The 2022 Città di Forlì was a professional tennis tournament played on hard courts. It was the third edition of the tournament which was part of the 2022 ATP Challenger Tour. It took place in Forlì, Italy between 3 and 9 January 2022.
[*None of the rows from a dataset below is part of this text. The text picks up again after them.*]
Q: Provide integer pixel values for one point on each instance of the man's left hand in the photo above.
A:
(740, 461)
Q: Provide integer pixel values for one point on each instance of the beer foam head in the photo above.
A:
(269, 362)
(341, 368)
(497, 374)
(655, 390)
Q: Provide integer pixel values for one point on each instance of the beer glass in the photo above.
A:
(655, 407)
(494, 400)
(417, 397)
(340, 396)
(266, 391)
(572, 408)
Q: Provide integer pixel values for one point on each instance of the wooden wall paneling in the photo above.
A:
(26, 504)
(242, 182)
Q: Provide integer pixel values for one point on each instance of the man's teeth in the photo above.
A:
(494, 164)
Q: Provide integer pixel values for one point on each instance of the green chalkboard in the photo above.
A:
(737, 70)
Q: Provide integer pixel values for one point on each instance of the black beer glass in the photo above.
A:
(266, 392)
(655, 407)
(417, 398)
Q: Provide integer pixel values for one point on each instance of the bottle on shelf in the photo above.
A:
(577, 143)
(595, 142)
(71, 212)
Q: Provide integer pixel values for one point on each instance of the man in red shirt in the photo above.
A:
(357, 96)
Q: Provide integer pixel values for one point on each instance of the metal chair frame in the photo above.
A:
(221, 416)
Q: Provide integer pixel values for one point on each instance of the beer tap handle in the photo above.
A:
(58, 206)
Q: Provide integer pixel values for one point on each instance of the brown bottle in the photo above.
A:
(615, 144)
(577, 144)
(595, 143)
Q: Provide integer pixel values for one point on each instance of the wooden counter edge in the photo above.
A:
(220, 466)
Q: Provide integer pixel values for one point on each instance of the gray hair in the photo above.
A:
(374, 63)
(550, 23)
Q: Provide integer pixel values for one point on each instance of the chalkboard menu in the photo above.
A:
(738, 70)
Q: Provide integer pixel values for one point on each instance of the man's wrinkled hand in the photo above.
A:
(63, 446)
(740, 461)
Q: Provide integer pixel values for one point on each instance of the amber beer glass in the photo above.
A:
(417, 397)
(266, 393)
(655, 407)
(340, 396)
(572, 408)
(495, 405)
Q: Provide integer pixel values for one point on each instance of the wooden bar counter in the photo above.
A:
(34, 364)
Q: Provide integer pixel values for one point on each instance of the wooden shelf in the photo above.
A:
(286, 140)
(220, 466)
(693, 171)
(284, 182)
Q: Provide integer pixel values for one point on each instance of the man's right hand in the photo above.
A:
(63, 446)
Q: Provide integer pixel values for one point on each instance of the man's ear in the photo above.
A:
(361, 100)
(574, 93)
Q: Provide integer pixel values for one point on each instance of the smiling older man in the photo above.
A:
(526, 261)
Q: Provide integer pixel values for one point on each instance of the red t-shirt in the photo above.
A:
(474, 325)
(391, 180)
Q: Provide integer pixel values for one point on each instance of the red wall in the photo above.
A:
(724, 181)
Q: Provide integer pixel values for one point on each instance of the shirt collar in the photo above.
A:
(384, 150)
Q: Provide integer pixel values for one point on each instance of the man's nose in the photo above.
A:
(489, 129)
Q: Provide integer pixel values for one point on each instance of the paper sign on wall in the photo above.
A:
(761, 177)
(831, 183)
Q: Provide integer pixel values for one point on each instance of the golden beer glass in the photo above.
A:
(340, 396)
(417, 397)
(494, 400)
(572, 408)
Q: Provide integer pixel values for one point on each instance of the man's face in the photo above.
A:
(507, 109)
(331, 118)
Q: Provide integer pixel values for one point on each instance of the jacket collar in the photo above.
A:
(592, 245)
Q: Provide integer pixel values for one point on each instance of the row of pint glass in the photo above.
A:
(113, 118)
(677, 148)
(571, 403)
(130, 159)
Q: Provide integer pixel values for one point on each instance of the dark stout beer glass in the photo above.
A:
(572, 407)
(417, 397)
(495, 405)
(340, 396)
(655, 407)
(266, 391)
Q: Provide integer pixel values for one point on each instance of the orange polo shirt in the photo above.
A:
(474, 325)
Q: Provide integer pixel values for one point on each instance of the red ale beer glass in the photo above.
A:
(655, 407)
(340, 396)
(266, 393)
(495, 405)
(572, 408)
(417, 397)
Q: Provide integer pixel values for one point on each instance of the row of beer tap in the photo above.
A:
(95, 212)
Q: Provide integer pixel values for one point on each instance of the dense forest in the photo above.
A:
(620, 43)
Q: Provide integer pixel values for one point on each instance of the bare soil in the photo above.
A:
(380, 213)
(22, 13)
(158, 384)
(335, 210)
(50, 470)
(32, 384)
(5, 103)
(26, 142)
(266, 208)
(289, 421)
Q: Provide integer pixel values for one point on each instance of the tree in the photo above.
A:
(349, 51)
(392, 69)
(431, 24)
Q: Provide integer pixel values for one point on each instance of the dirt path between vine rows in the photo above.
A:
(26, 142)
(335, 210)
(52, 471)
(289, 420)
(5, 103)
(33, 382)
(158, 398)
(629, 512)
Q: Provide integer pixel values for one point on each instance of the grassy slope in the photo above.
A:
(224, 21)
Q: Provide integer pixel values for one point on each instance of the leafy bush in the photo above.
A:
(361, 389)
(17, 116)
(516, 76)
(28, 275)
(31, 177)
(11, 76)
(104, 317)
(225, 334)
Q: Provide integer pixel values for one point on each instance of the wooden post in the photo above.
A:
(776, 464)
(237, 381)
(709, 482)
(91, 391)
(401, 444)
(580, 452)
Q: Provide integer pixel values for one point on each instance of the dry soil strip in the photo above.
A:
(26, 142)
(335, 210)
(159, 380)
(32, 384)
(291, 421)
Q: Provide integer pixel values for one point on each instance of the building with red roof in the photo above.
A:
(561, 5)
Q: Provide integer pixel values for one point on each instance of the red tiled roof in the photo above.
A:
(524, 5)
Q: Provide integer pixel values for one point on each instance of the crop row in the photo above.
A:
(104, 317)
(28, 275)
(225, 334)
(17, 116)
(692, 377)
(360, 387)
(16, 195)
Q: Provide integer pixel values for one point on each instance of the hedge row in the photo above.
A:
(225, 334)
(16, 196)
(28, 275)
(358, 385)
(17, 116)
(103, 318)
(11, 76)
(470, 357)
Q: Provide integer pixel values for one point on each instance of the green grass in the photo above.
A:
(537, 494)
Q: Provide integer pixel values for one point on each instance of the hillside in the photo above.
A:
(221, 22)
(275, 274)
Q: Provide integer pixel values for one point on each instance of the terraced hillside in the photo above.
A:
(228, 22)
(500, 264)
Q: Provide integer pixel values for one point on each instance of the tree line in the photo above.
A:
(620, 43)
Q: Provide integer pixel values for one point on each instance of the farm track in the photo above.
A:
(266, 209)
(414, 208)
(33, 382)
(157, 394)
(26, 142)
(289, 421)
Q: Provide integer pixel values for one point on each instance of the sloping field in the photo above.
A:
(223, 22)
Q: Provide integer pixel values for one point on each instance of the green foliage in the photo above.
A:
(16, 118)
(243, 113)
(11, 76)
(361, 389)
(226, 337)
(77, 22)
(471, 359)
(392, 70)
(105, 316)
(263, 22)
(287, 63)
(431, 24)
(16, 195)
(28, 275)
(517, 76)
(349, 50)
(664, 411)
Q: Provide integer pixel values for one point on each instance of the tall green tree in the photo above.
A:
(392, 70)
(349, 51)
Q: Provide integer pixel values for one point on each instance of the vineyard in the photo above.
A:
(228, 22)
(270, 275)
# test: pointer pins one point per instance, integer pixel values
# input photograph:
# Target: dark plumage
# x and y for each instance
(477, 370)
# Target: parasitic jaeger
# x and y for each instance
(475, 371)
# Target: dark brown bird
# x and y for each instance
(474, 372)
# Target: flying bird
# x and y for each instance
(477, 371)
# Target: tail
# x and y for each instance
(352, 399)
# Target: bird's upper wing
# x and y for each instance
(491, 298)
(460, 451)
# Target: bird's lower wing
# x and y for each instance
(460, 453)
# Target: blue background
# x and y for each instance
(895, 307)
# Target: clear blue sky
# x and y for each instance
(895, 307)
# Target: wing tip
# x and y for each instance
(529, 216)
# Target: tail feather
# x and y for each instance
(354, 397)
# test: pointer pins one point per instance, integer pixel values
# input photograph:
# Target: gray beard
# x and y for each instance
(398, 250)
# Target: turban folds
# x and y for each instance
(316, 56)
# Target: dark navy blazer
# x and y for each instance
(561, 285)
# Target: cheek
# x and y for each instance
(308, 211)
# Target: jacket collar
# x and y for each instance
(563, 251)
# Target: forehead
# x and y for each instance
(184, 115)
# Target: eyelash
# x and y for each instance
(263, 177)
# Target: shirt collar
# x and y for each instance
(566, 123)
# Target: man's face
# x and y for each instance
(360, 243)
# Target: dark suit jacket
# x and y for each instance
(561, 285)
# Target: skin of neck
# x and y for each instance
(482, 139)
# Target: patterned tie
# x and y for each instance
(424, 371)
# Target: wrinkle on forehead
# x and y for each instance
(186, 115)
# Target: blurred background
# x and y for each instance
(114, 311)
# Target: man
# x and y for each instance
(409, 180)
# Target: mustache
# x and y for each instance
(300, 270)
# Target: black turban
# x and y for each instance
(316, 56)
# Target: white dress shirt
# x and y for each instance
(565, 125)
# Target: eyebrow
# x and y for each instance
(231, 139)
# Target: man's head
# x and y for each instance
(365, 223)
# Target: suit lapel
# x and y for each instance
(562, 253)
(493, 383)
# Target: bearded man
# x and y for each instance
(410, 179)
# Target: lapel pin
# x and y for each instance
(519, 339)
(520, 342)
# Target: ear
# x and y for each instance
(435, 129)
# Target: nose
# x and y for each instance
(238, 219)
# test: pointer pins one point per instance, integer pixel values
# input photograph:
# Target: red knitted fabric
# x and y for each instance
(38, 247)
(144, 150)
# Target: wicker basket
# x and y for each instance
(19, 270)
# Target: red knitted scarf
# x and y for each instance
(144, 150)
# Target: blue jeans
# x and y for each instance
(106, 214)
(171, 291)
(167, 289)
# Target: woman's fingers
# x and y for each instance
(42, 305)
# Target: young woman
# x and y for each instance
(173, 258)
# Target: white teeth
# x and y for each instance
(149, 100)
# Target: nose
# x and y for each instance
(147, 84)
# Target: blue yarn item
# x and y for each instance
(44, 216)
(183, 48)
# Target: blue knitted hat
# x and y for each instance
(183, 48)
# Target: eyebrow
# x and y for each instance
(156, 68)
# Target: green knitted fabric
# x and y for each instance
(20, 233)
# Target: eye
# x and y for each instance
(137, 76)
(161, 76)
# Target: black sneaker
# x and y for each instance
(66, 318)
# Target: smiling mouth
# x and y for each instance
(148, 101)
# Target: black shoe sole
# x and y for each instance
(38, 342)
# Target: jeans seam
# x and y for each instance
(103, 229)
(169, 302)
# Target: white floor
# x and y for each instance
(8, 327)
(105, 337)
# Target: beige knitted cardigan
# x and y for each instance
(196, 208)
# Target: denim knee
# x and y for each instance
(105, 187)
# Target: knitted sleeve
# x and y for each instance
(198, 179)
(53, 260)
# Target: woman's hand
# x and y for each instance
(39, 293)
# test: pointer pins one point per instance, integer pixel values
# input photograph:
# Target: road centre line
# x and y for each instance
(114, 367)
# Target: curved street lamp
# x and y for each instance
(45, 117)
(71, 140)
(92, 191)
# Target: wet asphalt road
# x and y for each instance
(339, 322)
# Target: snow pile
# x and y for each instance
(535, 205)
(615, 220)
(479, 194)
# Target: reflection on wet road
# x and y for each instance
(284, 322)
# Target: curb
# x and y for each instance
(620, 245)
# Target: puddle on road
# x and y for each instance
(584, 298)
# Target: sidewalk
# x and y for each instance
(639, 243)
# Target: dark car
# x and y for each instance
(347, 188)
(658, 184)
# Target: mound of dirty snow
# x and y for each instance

==Singles main-draw entrants==
===Seeds===

| Country | Player | Rank^{1} | Seed |
|---|---|---|---|
| GBR | Jay Clarke | 215 | 1 |
| GER | Cedrik-Marcel Stebe | 227 | 2 |
| USA | Christian Harrison | 256 | 3 |
| TPE | Wu Tung-lin | 270 | 4 |
| USA | Alexander Ritschard | 276 | 5 |
| POR | Gonçalo Oliveira | 282 | 6 |
| HUN | Zsombor Piros | 288 | 7 |
| FRA | Evan Furness | 290 | 8 |

- ^{1} Rankings as of 27 December 2021.

===Other entrants===
The following players received wildcards into the singles main draw:
- ITA Lorenzo Angelini
- ITA Stefano Napolitano
- ITA Luca Potenza

The following players received entry into the singles main draw using protected rankings:
- MON Lucas Catarina
- GER Jeremy Jahn

The following player received entry into the singles main draw as an alternate:
- TPE Hsu Yu-hsiou

The following players received entry from the qualifying draw:
- MAR Elliot Benchetrit
- BUL Alexandar Lazarov
- IND Mukund Sasikumar
- BIH Aldin Šetkić
- CZE Michael Vrbenský
- KAZ Denis Yevseyev

The following player received entry as a lucky loser:
- BUL Adrian Andreev

==Champions==
===Singles===

- ITA Luca Nardi def. IND Mukund Sasikumar 6–3, 6–1.

===Doubles===

- ITA Marco Bortolotti / IND Arjun Kadhe def. BEL Michael Geerts / USA Alexander Ritschard 7–6^{(7–5)}, 6–2.